La décision n’est pas simple, car elle dépend de nombreux facteurs juridiques, réglementaires et économiques. On sait que les investissements en réparation garantissent que le bon fonctionnement de ces installations peut durer entre cinq et dix ans. Les solutions actuelles d'exploitation et de maintenance permettent une plus grande capture de données qui deviennent des informations utiles pour planifier et exécuter des actions efficaces et moins coûteuses. L'utilisation de drones et d'équipements de surveillance qui analysent des paramètres spécifiques de la machine ou de ses composants avec des algorithmes d'intelligence artificielle (IA) permettent de diagnostiquer l'état réel des éoliennes. Ces avancées permettent de tirer le meilleur parti de l'installation, ce qui affecte sa rentabilité et profite au consommateur.

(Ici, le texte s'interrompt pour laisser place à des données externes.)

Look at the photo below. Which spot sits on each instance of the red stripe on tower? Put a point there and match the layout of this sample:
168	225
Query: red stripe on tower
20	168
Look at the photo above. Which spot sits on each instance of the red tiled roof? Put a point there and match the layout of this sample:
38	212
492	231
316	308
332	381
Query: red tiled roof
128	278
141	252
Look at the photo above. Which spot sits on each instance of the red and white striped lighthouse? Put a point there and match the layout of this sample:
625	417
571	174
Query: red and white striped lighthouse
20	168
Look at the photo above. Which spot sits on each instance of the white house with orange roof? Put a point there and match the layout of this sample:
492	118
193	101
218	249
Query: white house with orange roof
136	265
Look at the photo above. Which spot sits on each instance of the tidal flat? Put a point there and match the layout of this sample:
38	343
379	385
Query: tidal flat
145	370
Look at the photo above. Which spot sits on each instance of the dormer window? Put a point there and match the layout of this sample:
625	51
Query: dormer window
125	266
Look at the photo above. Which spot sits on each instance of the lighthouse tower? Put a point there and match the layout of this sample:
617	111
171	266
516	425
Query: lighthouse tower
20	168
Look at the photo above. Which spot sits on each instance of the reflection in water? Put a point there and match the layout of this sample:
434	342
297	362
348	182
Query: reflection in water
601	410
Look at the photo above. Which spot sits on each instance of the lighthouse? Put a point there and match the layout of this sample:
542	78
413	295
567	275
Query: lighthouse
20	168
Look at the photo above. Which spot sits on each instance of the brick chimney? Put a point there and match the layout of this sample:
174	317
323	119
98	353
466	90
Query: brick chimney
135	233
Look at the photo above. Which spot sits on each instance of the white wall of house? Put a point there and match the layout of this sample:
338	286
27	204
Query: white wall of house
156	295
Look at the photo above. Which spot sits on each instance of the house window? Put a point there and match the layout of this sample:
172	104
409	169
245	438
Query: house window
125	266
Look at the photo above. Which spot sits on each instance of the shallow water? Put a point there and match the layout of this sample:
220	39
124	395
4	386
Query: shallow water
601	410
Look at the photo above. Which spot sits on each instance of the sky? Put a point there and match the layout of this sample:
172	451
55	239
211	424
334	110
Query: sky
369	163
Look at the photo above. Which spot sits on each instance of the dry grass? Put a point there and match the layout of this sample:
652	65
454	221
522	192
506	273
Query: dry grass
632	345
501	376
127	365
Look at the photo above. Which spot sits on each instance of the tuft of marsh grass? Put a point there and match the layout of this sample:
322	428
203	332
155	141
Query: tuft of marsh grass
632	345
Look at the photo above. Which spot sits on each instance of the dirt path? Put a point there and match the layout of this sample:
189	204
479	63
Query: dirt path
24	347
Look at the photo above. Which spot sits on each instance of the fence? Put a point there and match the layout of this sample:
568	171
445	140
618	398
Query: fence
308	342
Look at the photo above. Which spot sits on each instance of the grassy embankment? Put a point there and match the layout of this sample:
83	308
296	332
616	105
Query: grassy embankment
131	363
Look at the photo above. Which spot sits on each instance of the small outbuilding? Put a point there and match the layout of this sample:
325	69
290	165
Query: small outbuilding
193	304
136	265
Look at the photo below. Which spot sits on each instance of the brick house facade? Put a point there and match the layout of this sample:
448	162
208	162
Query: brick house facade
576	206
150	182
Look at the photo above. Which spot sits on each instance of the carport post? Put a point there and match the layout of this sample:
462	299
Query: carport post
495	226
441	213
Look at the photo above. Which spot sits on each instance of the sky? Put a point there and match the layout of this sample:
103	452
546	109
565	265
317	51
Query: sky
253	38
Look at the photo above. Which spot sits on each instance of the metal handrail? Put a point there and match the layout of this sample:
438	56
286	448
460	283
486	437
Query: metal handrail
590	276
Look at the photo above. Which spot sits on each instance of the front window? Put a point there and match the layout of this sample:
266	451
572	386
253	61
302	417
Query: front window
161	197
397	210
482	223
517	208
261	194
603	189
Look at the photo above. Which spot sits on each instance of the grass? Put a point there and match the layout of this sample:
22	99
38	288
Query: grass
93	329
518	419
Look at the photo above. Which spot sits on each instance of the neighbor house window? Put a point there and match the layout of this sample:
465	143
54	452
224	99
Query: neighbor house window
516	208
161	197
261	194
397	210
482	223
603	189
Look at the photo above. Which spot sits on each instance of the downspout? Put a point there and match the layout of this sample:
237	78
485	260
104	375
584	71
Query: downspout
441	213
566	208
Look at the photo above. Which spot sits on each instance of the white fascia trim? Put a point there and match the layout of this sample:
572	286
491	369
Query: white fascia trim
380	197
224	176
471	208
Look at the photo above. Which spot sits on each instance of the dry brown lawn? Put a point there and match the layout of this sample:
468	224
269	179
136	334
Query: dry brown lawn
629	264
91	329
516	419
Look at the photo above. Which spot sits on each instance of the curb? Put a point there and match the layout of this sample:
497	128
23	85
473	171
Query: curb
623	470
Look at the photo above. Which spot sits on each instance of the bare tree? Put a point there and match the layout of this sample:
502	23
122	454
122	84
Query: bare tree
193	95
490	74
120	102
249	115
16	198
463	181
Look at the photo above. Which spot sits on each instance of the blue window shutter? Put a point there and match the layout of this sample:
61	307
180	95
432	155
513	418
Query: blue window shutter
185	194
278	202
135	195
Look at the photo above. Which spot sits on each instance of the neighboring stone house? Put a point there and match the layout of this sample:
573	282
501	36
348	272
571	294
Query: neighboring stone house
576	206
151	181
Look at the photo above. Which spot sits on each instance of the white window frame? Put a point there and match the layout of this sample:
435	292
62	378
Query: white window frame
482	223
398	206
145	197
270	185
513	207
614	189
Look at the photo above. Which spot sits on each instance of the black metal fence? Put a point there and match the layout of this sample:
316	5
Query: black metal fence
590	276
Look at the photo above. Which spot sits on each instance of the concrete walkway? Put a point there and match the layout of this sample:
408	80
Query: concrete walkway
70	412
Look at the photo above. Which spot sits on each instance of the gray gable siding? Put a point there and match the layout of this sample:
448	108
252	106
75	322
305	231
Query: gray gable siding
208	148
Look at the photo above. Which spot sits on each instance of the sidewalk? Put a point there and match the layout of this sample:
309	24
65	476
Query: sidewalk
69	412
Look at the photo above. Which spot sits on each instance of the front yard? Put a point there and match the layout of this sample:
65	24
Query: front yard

Dans les usines ouvertes il y a dix ans, davantage de capteurs sont déjà intégrés dans les turbines pour analyser le comportement de fonctionnement et détecter à temps les pannes qui pourraient entraîner des réparations très coûteuses. L'Association des entreprises de maintenance des énergies renouvelables (Aemer) reconnaît que dans certains parcs plus anciens, la possibilité d'hybrider les centrales éoliennes avec les installations photovoltaïques est encouragée.

Cette alternative « permet de rendre compatibles les courbes de génération des deux technologies, de réduire les heures de fonctionnement à pleine capacité, de concilier maintenance préventive et corrective et donc de prolonger la durée de vie », précise son porte-parole, Alejandro Guillén. Les incertitudes législatives concernant les projets de repowering incitent de nombreux opérateurs à envisager cette option. Cependant, les avantages du remplacement des anciens générateurs par des générateurs de pointe sont évidents : la production d'électricité triple, ses avantages environnementaux sont plus importants et son impact sur le réseau électrique est moindre.

Le directeur général d'APPA Renovables, José María González Moya, regrette que la bureaucratie rende la tâche difficile aux entreprises face à la transition vers une nouvelle étape du parc. Malgré les complications, cet ingénieur souligne une autre idée : l'impulsion que le secteur éolien représente pour l'économie circulaire grâce au recyclage de composants tels que les pales de moulin et les métaux. « Cela nous permet de réduire l’impact environnemental et de générer de nouvelles opportunités économiques. Tout ce que nous récupérons à la fin du processus signifie minimiser les déchets et optimiser le bénéfice des investissements », explique-t-il. En effet, jusqu'à 83 % des matériaux sont réutilisables, et l'objectif est d'atteindre 100 % le plus rapidement possible. Le principal problème réside dans les pales, car il est très difficile de récupérer bon nombre de leurs composants – résines renforcées de fibre de verre, fibre de carbone, colles, peintures – et elles finissent dans les décharges. Un autre défi pour une industrie clé du futur de l’énergie.

Matériel vieillissant

En Espagne, l'âge moyen des éoliennes est de 14 ans, l'un des plus élevés d'Europe. Et la progression est imparable. Fin 2024, le parc éolien espagnol actuel disposera de 8,4 gigawatts (GW) de puissance installée vieille de 20 ans. En 2025, ce chiffre dépassera les 10 GW d’énergie éolienne et en 2030 il atteindra 20,5 GW. Dans l’UE, seule l’Allemagne dépasse l’Espagne en termes de capacité éolienne installée. Cependant, le Danemark et les Pays-Bas disposent de parcs plus modernes que les parcs espagnols et progressent dans les technologies de prolongation de la durée de vie et de repowering.